Bea. All the rest are blanks. And sometimes worse than blanks.

Nor. (aside) This is damn’d awkward! (a further movement R.C.)

Bea. (rises) Lord Normantower, I owe you an explanation which I have had no opportunity of giving you. Your time is so much occupied, and we are so seldom alone.

Nor. (aside, R.C.) I wish somebody’d come!

Bea. (C.) When you first came to Ravenhurst, I made what must have seemed a very strange avowal.

Nor. Mrs. Selwyn, I have tried to forget it, and I hope you will assist me.

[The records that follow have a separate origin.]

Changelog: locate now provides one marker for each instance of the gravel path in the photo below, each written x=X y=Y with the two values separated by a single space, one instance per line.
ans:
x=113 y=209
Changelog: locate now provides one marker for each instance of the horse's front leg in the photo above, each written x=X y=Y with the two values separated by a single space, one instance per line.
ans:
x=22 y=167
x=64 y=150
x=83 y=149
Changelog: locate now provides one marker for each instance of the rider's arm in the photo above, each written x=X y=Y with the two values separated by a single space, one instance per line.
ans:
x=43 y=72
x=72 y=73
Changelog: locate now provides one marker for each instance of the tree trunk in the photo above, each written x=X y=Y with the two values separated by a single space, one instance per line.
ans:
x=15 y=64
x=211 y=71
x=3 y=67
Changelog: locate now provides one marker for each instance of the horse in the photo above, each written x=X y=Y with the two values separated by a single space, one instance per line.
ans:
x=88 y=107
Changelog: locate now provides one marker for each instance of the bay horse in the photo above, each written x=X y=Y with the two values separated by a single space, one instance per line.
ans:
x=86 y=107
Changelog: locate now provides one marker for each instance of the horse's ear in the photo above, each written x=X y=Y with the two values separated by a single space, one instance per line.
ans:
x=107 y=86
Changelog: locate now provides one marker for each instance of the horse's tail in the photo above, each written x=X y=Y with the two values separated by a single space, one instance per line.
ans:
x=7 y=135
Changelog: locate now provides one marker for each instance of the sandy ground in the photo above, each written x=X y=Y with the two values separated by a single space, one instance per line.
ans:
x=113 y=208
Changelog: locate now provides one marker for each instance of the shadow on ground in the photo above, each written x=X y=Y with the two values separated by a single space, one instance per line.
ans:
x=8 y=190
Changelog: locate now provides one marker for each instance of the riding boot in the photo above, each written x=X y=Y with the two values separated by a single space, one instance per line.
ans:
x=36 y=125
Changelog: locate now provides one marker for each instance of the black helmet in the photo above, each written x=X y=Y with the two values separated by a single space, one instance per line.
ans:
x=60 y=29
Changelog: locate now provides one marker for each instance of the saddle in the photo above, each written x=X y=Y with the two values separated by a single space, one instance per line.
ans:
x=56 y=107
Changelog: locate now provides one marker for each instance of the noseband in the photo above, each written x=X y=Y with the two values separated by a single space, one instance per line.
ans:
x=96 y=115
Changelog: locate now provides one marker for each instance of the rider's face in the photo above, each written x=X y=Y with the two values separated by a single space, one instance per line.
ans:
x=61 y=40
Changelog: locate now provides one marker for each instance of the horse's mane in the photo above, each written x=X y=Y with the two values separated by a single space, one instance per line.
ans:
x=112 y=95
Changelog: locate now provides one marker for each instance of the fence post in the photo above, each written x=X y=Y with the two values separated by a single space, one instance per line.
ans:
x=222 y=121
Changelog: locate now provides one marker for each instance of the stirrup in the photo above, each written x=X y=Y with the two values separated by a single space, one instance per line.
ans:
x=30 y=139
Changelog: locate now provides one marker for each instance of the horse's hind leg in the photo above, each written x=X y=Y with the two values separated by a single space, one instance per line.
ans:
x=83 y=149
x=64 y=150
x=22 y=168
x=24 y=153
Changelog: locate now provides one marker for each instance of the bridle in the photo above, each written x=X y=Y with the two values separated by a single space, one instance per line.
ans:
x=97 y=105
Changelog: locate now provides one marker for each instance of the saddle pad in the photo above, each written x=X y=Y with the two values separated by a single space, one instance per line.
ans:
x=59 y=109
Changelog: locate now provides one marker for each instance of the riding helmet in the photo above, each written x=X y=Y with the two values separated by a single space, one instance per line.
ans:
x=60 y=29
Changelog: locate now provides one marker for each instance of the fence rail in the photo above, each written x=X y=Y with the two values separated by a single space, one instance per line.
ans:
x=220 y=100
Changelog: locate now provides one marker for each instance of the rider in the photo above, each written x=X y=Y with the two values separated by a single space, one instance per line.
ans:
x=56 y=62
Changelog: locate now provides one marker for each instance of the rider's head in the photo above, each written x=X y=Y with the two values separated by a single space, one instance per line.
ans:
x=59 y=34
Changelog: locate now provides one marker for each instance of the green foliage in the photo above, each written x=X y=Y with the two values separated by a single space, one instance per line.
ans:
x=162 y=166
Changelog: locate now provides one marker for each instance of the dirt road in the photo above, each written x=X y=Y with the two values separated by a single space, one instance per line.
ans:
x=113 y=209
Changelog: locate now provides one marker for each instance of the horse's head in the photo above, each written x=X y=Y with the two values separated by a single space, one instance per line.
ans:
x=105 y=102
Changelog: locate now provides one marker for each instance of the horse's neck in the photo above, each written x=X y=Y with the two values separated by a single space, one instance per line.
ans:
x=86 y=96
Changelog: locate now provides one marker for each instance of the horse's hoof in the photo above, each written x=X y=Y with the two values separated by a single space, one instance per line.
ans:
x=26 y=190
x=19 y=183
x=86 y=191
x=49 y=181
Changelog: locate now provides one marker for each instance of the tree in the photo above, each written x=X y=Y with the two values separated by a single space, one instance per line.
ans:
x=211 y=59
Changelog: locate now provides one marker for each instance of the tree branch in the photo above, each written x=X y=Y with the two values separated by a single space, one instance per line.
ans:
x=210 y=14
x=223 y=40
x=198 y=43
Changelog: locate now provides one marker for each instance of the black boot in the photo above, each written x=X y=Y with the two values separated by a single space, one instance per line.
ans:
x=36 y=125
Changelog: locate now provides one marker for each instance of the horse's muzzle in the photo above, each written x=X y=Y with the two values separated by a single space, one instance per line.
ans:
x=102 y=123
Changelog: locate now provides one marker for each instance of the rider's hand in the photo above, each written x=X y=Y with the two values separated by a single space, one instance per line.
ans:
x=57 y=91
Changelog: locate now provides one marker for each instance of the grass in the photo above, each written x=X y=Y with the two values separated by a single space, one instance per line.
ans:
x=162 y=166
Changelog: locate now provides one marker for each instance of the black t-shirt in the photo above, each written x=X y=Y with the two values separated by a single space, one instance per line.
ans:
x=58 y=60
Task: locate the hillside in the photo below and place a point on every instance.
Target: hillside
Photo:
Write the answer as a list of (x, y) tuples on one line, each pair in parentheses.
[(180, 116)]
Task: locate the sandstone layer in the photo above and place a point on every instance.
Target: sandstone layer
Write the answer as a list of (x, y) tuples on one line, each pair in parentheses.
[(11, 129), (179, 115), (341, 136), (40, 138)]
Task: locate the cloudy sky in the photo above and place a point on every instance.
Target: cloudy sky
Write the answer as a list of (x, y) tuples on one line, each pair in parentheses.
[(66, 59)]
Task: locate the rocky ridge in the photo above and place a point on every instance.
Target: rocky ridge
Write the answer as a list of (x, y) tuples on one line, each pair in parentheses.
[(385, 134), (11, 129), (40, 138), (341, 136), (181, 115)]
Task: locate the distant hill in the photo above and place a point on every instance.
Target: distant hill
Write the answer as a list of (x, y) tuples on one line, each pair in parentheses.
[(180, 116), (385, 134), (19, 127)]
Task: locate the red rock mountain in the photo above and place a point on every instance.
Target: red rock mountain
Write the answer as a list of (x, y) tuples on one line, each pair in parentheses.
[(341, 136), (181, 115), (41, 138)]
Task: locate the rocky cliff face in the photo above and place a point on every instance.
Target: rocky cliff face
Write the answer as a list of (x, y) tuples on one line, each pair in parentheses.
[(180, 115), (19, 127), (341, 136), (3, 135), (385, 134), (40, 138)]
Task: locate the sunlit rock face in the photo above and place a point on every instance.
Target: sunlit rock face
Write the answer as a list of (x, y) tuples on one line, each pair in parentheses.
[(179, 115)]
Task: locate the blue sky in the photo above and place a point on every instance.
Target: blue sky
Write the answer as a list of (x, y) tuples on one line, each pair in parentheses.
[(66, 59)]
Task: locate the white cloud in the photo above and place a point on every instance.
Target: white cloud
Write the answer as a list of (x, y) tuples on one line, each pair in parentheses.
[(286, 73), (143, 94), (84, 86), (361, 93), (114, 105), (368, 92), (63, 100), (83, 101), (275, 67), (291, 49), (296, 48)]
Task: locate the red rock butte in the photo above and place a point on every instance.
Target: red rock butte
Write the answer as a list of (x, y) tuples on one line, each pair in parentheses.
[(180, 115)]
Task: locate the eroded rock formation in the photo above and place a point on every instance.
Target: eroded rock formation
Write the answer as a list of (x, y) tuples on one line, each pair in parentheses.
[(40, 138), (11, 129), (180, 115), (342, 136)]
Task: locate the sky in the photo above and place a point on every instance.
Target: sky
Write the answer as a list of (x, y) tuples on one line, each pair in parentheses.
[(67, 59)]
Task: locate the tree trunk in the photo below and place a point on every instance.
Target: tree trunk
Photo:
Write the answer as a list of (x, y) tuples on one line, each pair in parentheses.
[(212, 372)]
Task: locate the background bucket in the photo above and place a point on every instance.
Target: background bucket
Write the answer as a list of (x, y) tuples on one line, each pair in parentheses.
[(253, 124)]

And the best way to forget it, is not to say anything about it.

Bea. I have tried to be silent—but in justice to myself, I must speak. You know my marriage was not my own wish; but having married, do me the justice to believe I would have been a true and loyal wife, if Philip had been all you think he is.

Nor. Philip?

Bea. I have accepted my lot without a murmur. Even now, my only wish is that you should not think too harshly of my indiscretion; but at the sight of you, the old times came back so vividly, that words sprang to my lips which I should not have spoken, even under such provocation as mine.

Nor. I have known Philip nearly all my life, and this is the first breath I ever heard against him. I can’t help thinking you must be mistaken.